Rıza, Ali (et al.). Eski Zamanlarda İstanbul Hayatı. İstanbul: Kitabevi, 2001, 2. baskı, 474 s.
ÖZET
Eski Zamanlarda İstanbul Hayatı
Bu eser Ali Şükrü Çoruk tarafından yayıma hazırlanarak okuyucunun bilgisine sunulmuştur. Kitap ayrıca, Ali Birinci’nin İstanbul Araştırmaları (nr. 1, Bahar 1997, ss. 87-94) ve Tarihin Gölgesinde (2001, ss. 101–108) isimli dergilerde yayımlanan yazıları, “İstanbul Muharriri Balıkhâne Nâzırı Ali Rıza Bey” başlığı altında yazarı tanıtmak için kitaba aynen eklenmiş bir bölümü de ihtiva etmektedir.

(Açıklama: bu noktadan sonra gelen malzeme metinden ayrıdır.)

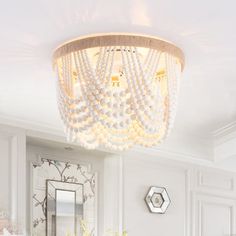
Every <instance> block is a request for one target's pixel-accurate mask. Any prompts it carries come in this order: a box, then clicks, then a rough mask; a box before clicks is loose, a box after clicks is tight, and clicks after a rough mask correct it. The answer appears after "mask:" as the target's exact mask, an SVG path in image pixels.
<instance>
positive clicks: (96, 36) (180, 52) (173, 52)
mask: <svg viewBox="0 0 236 236" xmlns="http://www.w3.org/2000/svg"><path fill="white" fill-rule="evenodd" d="M105 46H134V47H142V48H151V49H155V50H158V51H161V52H166V53H169V54H171V55H172V56H174V57H176V58H178V59H179V61H180V63H181V70H182V71H183V68H184V61H185V59H184V54H183V52H182V50H181V49H180V48H178V47H177V46H175V45H174V44H172V43H170V42H167V41H165V40H162V39H159V38H156V37H153V36H146V35H138V34H127V33H117V34H115V33H113V34H99V35H91V36H84V37H80V38H77V39H75V40H72V41H69V42H67V43H64V44H62V45H61V46H59V47H58V48H57V49H56V50H55V52H54V55H53V64H54V63H55V62H56V60H57V59H58V58H60V57H62V56H65V55H67V54H70V53H72V52H74V51H79V50H83V49H87V48H95V47H105Z"/></svg>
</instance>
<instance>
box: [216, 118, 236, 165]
mask: <svg viewBox="0 0 236 236" xmlns="http://www.w3.org/2000/svg"><path fill="white" fill-rule="evenodd" d="M213 139H214V158H215V161H216V162H219V161H224V160H226V159H229V158H235V157H236V148H235V147H236V121H235V122H231V123H229V124H228V125H225V126H223V127H222V128H220V129H218V130H216V131H215V132H214V133H213Z"/></svg>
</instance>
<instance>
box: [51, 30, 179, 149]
mask: <svg viewBox="0 0 236 236" xmlns="http://www.w3.org/2000/svg"><path fill="white" fill-rule="evenodd" d="M53 65H54V69H55V71H56V74H57V77H58V80H57V85H58V86H57V87H58V106H59V111H60V115H61V118H62V121H63V123H64V127H65V132H66V134H67V139H68V141H70V142H77V143H79V144H80V145H81V146H83V147H85V148H88V149H94V148H97V147H100V146H101V147H106V148H109V149H112V150H126V149H129V148H130V147H132V146H133V145H135V144H137V145H142V146H145V147H150V146H154V145H157V144H158V143H160V142H161V141H162V140H163V139H164V138H165V137H166V136H167V135H168V133H169V131H170V129H171V127H172V126H173V121H174V117H175V113H176V106H177V95H178V90H179V83H180V77H181V73H182V70H183V67H184V55H183V53H182V51H181V50H180V49H179V48H177V47H176V46H174V45H173V44H171V43H169V42H166V41H163V40H161V39H158V38H155V37H150V36H143V35H131V34H103V35H96V36H87V37H82V38H79V39H76V40H74V41H71V42H68V43H66V44H63V45H62V46H60V47H59V48H57V49H56V51H55V53H54V57H53Z"/></svg>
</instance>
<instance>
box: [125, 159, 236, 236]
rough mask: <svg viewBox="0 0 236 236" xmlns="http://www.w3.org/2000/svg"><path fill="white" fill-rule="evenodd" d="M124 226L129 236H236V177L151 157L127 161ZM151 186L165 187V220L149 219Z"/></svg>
mask: <svg viewBox="0 0 236 236" xmlns="http://www.w3.org/2000/svg"><path fill="white" fill-rule="evenodd" d="M123 163H124V164H123V166H124V171H123V178H124V200H123V202H124V203H123V215H124V218H123V221H124V222H123V223H124V228H125V229H127V231H128V232H129V236H139V235H140V236H141V235H148V236H156V235H165V236H173V235H175V236H190V235H191V236H226V235H228V236H229V235H233V234H236V228H235V226H236V218H235V214H236V175H235V173H233V172H228V171H222V170H219V169H215V168H209V167H207V168H206V167H203V166H197V165H189V164H184V163H180V162H175V161H168V160H167V159H166V160H165V159H163V158H160V157H153V156H148V155H138V154H136V155H135V156H132V155H130V156H124V157H123ZM150 186H159V187H165V188H166V189H167V191H168V193H169V196H170V199H171V205H170V206H169V208H168V209H167V212H166V214H164V215H161V214H153V213H150V212H149V210H148V208H147V206H146V205H145V202H144V198H145V195H146V193H147V191H148V189H149V187H150Z"/></svg>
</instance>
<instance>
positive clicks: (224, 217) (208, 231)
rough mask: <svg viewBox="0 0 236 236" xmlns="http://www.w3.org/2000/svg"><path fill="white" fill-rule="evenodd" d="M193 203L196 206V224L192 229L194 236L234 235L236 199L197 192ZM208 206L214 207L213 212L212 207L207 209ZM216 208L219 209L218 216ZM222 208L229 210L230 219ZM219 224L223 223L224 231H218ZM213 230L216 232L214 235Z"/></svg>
mask: <svg viewBox="0 0 236 236" xmlns="http://www.w3.org/2000/svg"><path fill="white" fill-rule="evenodd" d="M193 205H194V208H195V211H194V212H192V214H193V222H192V225H193V226H194V227H193V231H192V235H193V236H214V235H216V234H217V233H218V234H219V235H227V234H228V235H232V234H233V233H234V232H235V220H236V218H235V216H236V215H235V213H236V204H235V199H225V198H222V197H219V196H212V195H206V194H195V197H194V198H193ZM208 206H210V207H212V209H213V211H212V212H210V209H207V207H208ZM216 209H219V212H218V215H217V217H216V215H215V214H216V212H215V210H216ZM221 209H222V210H224V213H225V211H228V216H229V218H230V219H226V218H225V215H223V212H222V214H221V212H220V210H221ZM209 222H211V224H208V223H209ZM219 224H221V226H220V227H221V230H222V232H218V231H217V232H216V230H218V229H217V226H218V225H219ZM215 228H216V229H215ZM213 232H215V234H214V235H213Z"/></svg>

Ali Rıza Bey (1842-1928), Osmanlı İmparatorluğu’nda çeşitli memuriyetlerde bulunduktan sonra, Ekim 1883’te Dersaadet Balıkhâne Nâzırı, 1884’de Balıkhâne ve Tuz Nâzırı, Mart 1907’de Dersaadet Mülhakatı Düyûn-ı Umûmiye Nâzırı olarak vazife yapmıştır. II. Meşrutiyet’in ilânından sonra, 1909’da açığa alınmış ve 1910 senesinin Ocak ayında da emekli olmuştur.
Eser Ali Rıza Bey’in 1919–1925 yıllarında, zamanın çeşitli gazete ve dergilerinde fâsılalarla yayımlamış olduğu tefrikaların bir derlemesidir. Yazarın bu makaleleri yazmaktaki maksadını Çoruk, “zamanın değişmesiyle birlikte unutulan örf ve âdetleri, konak ve saray hayatını, meşhurların aşk maceralarını, esrarkeşleri, dilencileri, tulumbacıları, eğlence şekillerini, kısaca eski İstanbul’a ait ne varsa yeni nesle anlatmak” olarak özetler. Bu bakımdan, eski İstanbul’daki sosyal ve günlük hayatın her kesitine dair çok değerli hatıraları, gözlemleri ve tespitleri akıcı ve renkli bir üslupla kaleme almış yazarın bu derleme eseri, yayın hayatının bu alanında “en hacimli” ve önemli çalışmalarındandır. Yazar, kaleme aldığı hatıralarını ve müşahedelerini ayrıntılarıyla birlikte ve birtakım kaynaklarla delillendirme çabasıyla okuyucuya sunmaya çalışmıştır. Bunun yanında eserde derlenmiş tefrikalar, muhtelif zamanlarda yayımlanmış müstakil yazılar olduklarından yer yer tekrarlar da bulunmaktadır.
Eser alanında önemli bir eksikliği giderecek bir kaynak olma niteliğinin ve tarih yazıcılığına dair ilginç bir tavra işaret ediyor olmasının yanında, bazı eksikleri de barındırmaktadır: Meselâ, eserdeki tefrikaların Osmanlı harflerindeki orijinalleriyle beraber yayımlanmamış olması önemli bir problemdir ki, Latin harflerine transkripsiyonunda eksikliklerin olup olmadığının tespitini imkânsız kılmaktadır. Ayrıca, “Takdim”de transkripsiyon hususunda nasıl bir yol takip edildiği ve transkripsiyonun kim tarafından yapıldığı da belirtilmemektedir. Başka bir eksiklik de, bazı yazım kurallarının kitabın bütün bölümlerinde aynı biçimde uygulanmamış olmasıdır.